Ask the Experts: Siblings with Different Focuses
Q: Two sisters take class at my studio. One is heavily involved in competition and totally dedicated to the studio. Her younger sister takes recreational classes twice a week and seems on the verge of switching studios to take class with her best friend. How can I keep both girls at my studio?
A: Keeping both siblings dancing when one is more serious than the other can be very challenging, since the two sisters have different focuses. One thing I suggest is to make the younger sister feel special. Make a point of saying hi to her and asking how her classes are going when you see her at the studio. Also be sure to talk to her when you see her at the competitions supporting her sister. Just knowing a student’s name can make a big difference in how she feels about coming to dance.
What I like to do with students like this is include them at competitions as “runners,” to perform small errands like finding out how many numbers ’til our group performs or going to find someone for me. If I have extra competition T-shirts, I’ll make sure they get some, so that they feel singled out. When you allow a sibling to do little things to help you, you make her feel like she, too, is an important part of the team.

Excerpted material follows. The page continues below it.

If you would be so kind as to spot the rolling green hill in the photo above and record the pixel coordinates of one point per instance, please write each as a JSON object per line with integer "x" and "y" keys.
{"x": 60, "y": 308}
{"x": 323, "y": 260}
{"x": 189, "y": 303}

You can also give the parents a break on the fees for the sister who doesn’t take as many classes. Our competitive dancers pay a single-student maximum for all their classes, and when a second child attends, we also discount that student’s fees by 30–40 percent, depending on the number of classes she is taking. We are fortunate to have four studios in our building, so we try to have both competitive and recreational classes on the same night to make it a little easier on the parents.
Additionally, we sometimes have a “Bring a Friend to Class Day” for our recreational dancers. This is a great way for students to share their interest in dance with their friends and to simultaneously encourage new enrollment.
Joanne Chapman is the owner of the award-winning Joanne Chapman School of Dance in Brampton, Ontario.